Patricia: Bien decimos que son ecos, porque la voz está en los poemas. Y es que antes, en ninguna obra poética, había descubierto lo que he hallado en la tuya. A través de la expresión de sentimientos se encuentra el lector con una estructura intelectual a la que puede acceder con un poco de concentración. Y también, a series de imágenes visuales, no presentes en las palabras y que, sin embargo, quedan presentes después de la lectura.

Hace tiempo, cuando leí por primera vez un poema de Patricia Damiano, ya no recuerdo el nombre del poema ni las palabras, me quedó una imagen, la de un playa o quizá un paisaje árido mediterráneo. La arena estaba lisa, sin huellas de pisadas y al fondo a la derecha de la mirada una ruinas arqueológicas. Me impresionó entonces, cuando no era tan juicioso lector de poesía como lo soy ahora desde que seguí tus indicaciones para leer a Jacqueline Goldberg. Fue aquella lectura mi iniciación en escribir sobre poesía.

A los pocos días de llegar a FS leí La señora de los cinco perros. Voy a intentar el relato de la vivencia que tuve entonces. Durante meses he estado dando vueltas al extraño suceso de ese día. La lectura de La señora de los cinco perros efectuó sobre mí ese fenómeno denominado “déjà-vu”. Pero no era un déjà-vu como los pocos que había experimentado. Este déjà-vu estaba dentro del poema. Volví a leer el poema y recabé en la memoria la fuerte sensación, ya diluida. Ese ya-vivido no se refería a que yo estuviese frente al computador, en mi estudio con mi entorno. Fue una imagen sencilla y clara, una imagen dual, con interior y exterior simultáneos. El interior apareció como imagen visual, principalmente, el exterior como imagen cenestésica, subordinada a la anterior.

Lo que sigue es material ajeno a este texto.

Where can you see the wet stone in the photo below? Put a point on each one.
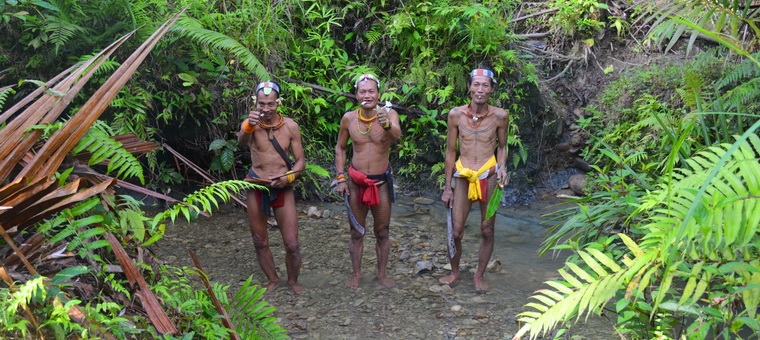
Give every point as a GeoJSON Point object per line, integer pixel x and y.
{"type": "Point", "coordinates": [418, 307]}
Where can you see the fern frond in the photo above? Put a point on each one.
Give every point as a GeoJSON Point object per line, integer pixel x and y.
{"type": "Point", "coordinates": [202, 199]}
{"type": "Point", "coordinates": [253, 316]}
{"type": "Point", "coordinates": [4, 93]}
{"type": "Point", "coordinates": [102, 147]}
{"type": "Point", "coordinates": [193, 29]}
{"type": "Point", "coordinates": [742, 95]}
{"type": "Point", "coordinates": [573, 298]}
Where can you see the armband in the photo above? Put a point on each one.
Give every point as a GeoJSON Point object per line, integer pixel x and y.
{"type": "Point", "coordinates": [291, 177]}
{"type": "Point", "coordinates": [247, 128]}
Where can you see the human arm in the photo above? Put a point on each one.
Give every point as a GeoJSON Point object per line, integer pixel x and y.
{"type": "Point", "coordinates": [341, 152]}
{"type": "Point", "coordinates": [296, 149]}
{"type": "Point", "coordinates": [502, 131]}
{"type": "Point", "coordinates": [451, 153]}
{"type": "Point", "coordinates": [390, 120]}
{"type": "Point", "coordinates": [247, 127]}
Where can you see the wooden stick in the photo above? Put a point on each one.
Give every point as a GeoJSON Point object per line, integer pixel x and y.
{"type": "Point", "coordinates": [285, 174]}
{"type": "Point", "coordinates": [259, 181]}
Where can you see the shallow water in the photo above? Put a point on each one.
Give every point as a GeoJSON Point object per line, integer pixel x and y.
{"type": "Point", "coordinates": [418, 307]}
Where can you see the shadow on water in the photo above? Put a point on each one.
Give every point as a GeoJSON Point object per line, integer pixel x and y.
{"type": "Point", "coordinates": [419, 307]}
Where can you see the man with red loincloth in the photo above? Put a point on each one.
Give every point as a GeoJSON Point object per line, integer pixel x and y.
{"type": "Point", "coordinates": [369, 182]}
{"type": "Point", "coordinates": [269, 134]}
{"type": "Point", "coordinates": [479, 128]}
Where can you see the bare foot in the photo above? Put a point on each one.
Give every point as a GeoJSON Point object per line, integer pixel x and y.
{"type": "Point", "coordinates": [272, 286]}
{"type": "Point", "coordinates": [296, 288]}
{"type": "Point", "coordinates": [449, 279]}
{"type": "Point", "coordinates": [480, 285]}
{"type": "Point", "coordinates": [354, 282]}
{"type": "Point", "coordinates": [386, 282]}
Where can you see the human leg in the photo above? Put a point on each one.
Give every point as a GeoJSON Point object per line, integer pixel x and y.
{"type": "Point", "coordinates": [356, 242]}
{"type": "Point", "coordinates": [381, 215]}
{"type": "Point", "coordinates": [459, 210]}
{"type": "Point", "coordinates": [486, 239]}
{"type": "Point", "coordinates": [287, 220]}
{"type": "Point", "coordinates": [257, 221]}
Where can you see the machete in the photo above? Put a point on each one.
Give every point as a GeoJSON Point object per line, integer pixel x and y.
{"type": "Point", "coordinates": [351, 218]}
{"type": "Point", "coordinates": [450, 230]}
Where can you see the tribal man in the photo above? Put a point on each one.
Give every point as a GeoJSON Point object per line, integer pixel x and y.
{"type": "Point", "coordinates": [479, 128]}
{"type": "Point", "coordinates": [268, 134]}
{"type": "Point", "coordinates": [369, 182]}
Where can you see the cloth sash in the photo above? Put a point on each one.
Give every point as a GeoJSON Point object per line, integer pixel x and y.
{"type": "Point", "coordinates": [477, 186]}
{"type": "Point", "coordinates": [368, 192]}
{"type": "Point", "coordinates": [269, 198]}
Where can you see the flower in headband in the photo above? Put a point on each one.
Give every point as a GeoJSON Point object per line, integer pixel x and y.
{"type": "Point", "coordinates": [267, 87]}
{"type": "Point", "coordinates": [482, 72]}
{"type": "Point", "coordinates": [364, 77]}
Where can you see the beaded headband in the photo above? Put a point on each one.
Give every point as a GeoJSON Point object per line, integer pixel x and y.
{"type": "Point", "coordinates": [268, 86]}
{"type": "Point", "coordinates": [482, 72]}
{"type": "Point", "coordinates": [367, 76]}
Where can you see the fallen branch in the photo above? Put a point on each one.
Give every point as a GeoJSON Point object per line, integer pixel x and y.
{"type": "Point", "coordinates": [559, 75]}
{"type": "Point", "coordinates": [150, 303]}
{"type": "Point", "coordinates": [549, 10]}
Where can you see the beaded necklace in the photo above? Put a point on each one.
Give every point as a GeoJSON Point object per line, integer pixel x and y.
{"type": "Point", "coordinates": [365, 120]}
{"type": "Point", "coordinates": [270, 128]}
{"type": "Point", "coordinates": [476, 120]}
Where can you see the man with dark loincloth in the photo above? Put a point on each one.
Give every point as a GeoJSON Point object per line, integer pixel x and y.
{"type": "Point", "coordinates": [369, 182]}
{"type": "Point", "coordinates": [269, 134]}
{"type": "Point", "coordinates": [478, 127]}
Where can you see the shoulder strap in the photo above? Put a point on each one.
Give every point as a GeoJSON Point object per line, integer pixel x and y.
{"type": "Point", "coordinates": [279, 150]}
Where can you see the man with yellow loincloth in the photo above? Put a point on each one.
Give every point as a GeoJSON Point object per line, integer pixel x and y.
{"type": "Point", "coordinates": [478, 127]}
{"type": "Point", "coordinates": [270, 135]}
{"type": "Point", "coordinates": [369, 182]}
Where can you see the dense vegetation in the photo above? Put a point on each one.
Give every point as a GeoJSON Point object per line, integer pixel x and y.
{"type": "Point", "coordinates": [667, 237]}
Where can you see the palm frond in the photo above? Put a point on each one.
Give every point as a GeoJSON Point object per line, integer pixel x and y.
{"type": "Point", "coordinates": [193, 29]}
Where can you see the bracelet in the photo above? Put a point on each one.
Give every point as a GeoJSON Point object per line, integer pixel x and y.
{"type": "Point", "coordinates": [247, 128]}
{"type": "Point", "coordinates": [291, 177]}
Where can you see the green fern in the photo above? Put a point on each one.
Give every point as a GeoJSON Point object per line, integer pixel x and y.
{"type": "Point", "coordinates": [103, 148]}
{"type": "Point", "coordinates": [719, 19]}
{"type": "Point", "coordinates": [203, 199]}
{"type": "Point", "coordinates": [700, 219]}
{"type": "Point", "coordinates": [252, 316]}
{"type": "Point", "coordinates": [192, 29]}
{"type": "Point", "coordinates": [4, 93]}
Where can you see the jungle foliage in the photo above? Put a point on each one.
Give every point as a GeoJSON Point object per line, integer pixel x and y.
{"type": "Point", "coordinates": [667, 239]}
{"type": "Point", "coordinates": [193, 94]}
{"type": "Point", "coordinates": [666, 243]}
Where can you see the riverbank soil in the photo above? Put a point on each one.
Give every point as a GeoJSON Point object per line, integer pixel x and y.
{"type": "Point", "coordinates": [418, 307]}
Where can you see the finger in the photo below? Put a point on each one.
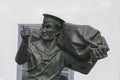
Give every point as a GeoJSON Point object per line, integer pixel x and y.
{"type": "Point", "coordinates": [95, 54]}
{"type": "Point", "coordinates": [98, 53]}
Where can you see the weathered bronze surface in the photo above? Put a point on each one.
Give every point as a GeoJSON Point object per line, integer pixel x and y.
{"type": "Point", "coordinates": [57, 45]}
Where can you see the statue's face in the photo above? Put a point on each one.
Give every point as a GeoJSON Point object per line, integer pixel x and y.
{"type": "Point", "coordinates": [49, 30]}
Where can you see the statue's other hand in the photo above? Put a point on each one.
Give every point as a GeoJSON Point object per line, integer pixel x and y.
{"type": "Point", "coordinates": [99, 53]}
{"type": "Point", "coordinates": [25, 34]}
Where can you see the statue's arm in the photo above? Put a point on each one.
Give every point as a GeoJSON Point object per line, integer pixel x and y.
{"type": "Point", "coordinates": [21, 56]}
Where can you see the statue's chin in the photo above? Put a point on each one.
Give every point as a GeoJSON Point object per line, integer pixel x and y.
{"type": "Point", "coordinates": [46, 38]}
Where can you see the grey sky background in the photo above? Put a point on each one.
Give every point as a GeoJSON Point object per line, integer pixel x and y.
{"type": "Point", "coordinates": [100, 14]}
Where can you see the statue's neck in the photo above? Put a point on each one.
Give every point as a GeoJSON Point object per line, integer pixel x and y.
{"type": "Point", "coordinates": [50, 44]}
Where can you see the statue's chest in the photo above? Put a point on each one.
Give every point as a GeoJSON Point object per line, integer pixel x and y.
{"type": "Point", "coordinates": [38, 49]}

La imagen primera es un salón cuyo campo visual se prolonga hasta una ventana cubierta con cortinas pesadas y traslúcidas. A mi derecha en un plano ligeramente picado, un asiento donde esta sentada una niña absorta. Una luz dorada emana del lugar donde se encuentra la niña, de una lámpara de pergamino quizá. Se perciben los artesonados del techo, la sensación de muebles es indeterminada. Solo la silla, un delicada silla doradas, de esas hechas con finas maderas torneadas (ahora no recuerdo el nombre de ese estilo). Sólo el resplandor y la niña sentada en ella.

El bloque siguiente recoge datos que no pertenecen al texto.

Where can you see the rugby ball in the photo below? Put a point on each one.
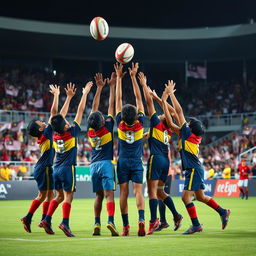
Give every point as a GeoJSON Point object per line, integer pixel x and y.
{"type": "Point", "coordinates": [124, 53]}
{"type": "Point", "coordinates": [99, 28]}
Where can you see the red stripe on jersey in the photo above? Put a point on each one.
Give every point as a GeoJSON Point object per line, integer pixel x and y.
{"type": "Point", "coordinates": [64, 136]}
{"type": "Point", "coordinates": [42, 139]}
{"type": "Point", "coordinates": [135, 127]}
{"type": "Point", "coordinates": [194, 139]}
{"type": "Point", "coordinates": [101, 132]}
{"type": "Point", "coordinates": [161, 127]}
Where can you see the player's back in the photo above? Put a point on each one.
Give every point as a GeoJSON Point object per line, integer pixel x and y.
{"type": "Point", "coordinates": [130, 137]}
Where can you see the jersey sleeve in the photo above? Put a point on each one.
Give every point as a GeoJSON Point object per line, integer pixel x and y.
{"type": "Point", "coordinates": [118, 118]}
{"type": "Point", "coordinates": [154, 120]}
{"type": "Point", "coordinates": [75, 129]}
{"type": "Point", "coordinates": [48, 132]}
{"type": "Point", "coordinates": [185, 131]}
{"type": "Point", "coordinates": [109, 123]}
{"type": "Point", "coordinates": [141, 117]}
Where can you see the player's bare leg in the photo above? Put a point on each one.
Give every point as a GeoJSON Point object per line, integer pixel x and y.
{"type": "Point", "coordinates": [137, 191]}
{"type": "Point", "coordinates": [153, 202]}
{"type": "Point", "coordinates": [26, 221]}
{"type": "Point", "coordinates": [224, 213]}
{"type": "Point", "coordinates": [109, 195]}
{"type": "Point", "coordinates": [97, 211]}
{"type": "Point", "coordinates": [46, 222]}
{"type": "Point", "coordinates": [167, 200]}
{"type": "Point", "coordinates": [124, 192]}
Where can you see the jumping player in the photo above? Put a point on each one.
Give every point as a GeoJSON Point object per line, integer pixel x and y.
{"type": "Point", "coordinates": [190, 138]}
{"type": "Point", "coordinates": [130, 149]}
{"type": "Point", "coordinates": [243, 170]}
{"type": "Point", "coordinates": [100, 134]}
{"type": "Point", "coordinates": [43, 168]}
{"type": "Point", "coordinates": [158, 163]}
{"type": "Point", "coordinates": [65, 142]}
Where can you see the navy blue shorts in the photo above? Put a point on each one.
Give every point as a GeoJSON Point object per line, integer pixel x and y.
{"type": "Point", "coordinates": [103, 176]}
{"type": "Point", "coordinates": [194, 179]}
{"type": "Point", "coordinates": [65, 178]}
{"type": "Point", "coordinates": [158, 168]}
{"type": "Point", "coordinates": [43, 177]}
{"type": "Point", "coordinates": [129, 169]}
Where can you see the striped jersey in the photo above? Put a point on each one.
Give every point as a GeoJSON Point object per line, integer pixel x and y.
{"type": "Point", "coordinates": [45, 142]}
{"type": "Point", "coordinates": [65, 145]}
{"type": "Point", "coordinates": [189, 147]}
{"type": "Point", "coordinates": [130, 137]}
{"type": "Point", "coordinates": [102, 141]}
{"type": "Point", "coordinates": [159, 136]}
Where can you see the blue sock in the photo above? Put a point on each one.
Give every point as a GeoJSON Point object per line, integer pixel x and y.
{"type": "Point", "coordinates": [162, 209]}
{"type": "Point", "coordinates": [65, 221]}
{"type": "Point", "coordinates": [48, 218]}
{"type": "Point", "coordinates": [153, 209]}
{"type": "Point", "coordinates": [125, 219]}
{"type": "Point", "coordinates": [97, 220]}
{"type": "Point", "coordinates": [29, 216]}
{"type": "Point", "coordinates": [141, 215]}
{"type": "Point", "coordinates": [169, 203]}
{"type": "Point", "coordinates": [111, 219]}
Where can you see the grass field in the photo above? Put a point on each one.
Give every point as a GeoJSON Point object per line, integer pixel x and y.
{"type": "Point", "coordinates": [238, 239]}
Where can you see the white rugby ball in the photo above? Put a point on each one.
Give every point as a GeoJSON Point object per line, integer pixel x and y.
{"type": "Point", "coordinates": [124, 53]}
{"type": "Point", "coordinates": [99, 28]}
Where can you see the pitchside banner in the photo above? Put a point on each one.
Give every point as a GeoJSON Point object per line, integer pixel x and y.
{"type": "Point", "coordinates": [227, 188]}
{"type": "Point", "coordinates": [209, 187]}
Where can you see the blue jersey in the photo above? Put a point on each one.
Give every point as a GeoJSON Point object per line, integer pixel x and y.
{"type": "Point", "coordinates": [189, 148]}
{"type": "Point", "coordinates": [65, 145]}
{"type": "Point", "coordinates": [159, 136]}
{"type": "Point", "coordinates": [102, 141]}
{"type": "Point", "coordinates": [46, 147]}
{"type": "Point", "coordinates": [130, 137]}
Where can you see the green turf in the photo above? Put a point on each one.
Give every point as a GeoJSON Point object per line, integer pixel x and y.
{"type": "Point", "coordinates": [238, 239]}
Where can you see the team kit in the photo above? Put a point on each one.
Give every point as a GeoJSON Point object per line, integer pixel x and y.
{"type": "Point", "coordinates": [56, 171]}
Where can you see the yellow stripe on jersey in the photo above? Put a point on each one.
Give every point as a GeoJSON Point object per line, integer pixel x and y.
{"type": "Point", "coordinates": [160, 135]}
{"type": "Point", "coordinates": [130, 136]}
{"type": "Point", "coordinates": [191, 147]}
{"type": "Point", "coordinates": [103, 140]}
{"type": "Point", "coordinates": [73, 178]}
{"type": "Point", "coordinates": [46, 145]}
{"type": "Point", "coordinates": [191, 179]}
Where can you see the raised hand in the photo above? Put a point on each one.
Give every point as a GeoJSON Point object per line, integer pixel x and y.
{"type": "Point", "coordinates": [87, 87]}
{"type": "Point", "coordinates": [112, 81]}
{"type": "Point", "coordinates": [119, 70]}
{"type": "Point", "coordinates": [142, 79]}
{"type": "Point", "coordinates": [70, 90]}
{"type": "Point", "coordinates": [170, 87]}
{"type": "Point", "coordinates": [54, 89]}
{"type": "Point", "coordinates": [133, 71]}
{"type": "Point", "coordinates": [99, 80]}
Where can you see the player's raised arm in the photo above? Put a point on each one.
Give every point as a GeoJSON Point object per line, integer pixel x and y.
{"type": "Point", "coordinates": [112, 83]}
{"type": "Point", "coordinates": [170, 89]}
{"type": "Point", "coordinates": [70, 92]}
{"type": "Point", "coordinates": [100, 84]}
{"type": "Point", "coordinates": [133, 71]}
{"type": "Point", "coordinates": [159, 101]}
{"type": "Point", "coordinates": [167, 114]}
{"type": "Point", "coordinates": [81, 106]}
{"type": "Point", "coordinates": [55, 90]}
{"type": "Point", "coordinates": [148, 98]}
{"type": "Point", "coordinates": [119, 77]}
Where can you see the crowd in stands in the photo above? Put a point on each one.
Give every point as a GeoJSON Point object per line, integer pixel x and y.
{"type": "Point", "coordinates": [27, 90]}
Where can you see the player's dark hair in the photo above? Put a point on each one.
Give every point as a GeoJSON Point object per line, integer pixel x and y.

La otra imagen simultánea viene dada por la descripción de las casas que está en el poema. Esa imagen del exterior es un ambiente húmedo, como el que queda después de la lluvia, un entorno reverdecido y brillante, hiedra y postigos verdes en las fachadas indeterminadas... Lo curioso de este déjà-vu es que yo estaba allí como si ya hubiese estado allí antes.

Recordado, sin dar pie a imaginaciones posteriores –imposibles, porque la vivencia no las permitió nunca– me doy cuenta que la mirada provenía, más que de una personas que puede mover los ojos o la cabeza para completar el ángulo visual, la de unos ojos estáticos como si fueran los de un retrato colgado en la pared a la izquierda de la niña, una mirada de dos dimensiones, como suelen ser los ya-vividos, pero aquí cargada de una fuerte tensión cenestésica con el exterior húmedo y apacible, mientras en las sombras del salón se presiente un borbotar de sentimientos en el aire.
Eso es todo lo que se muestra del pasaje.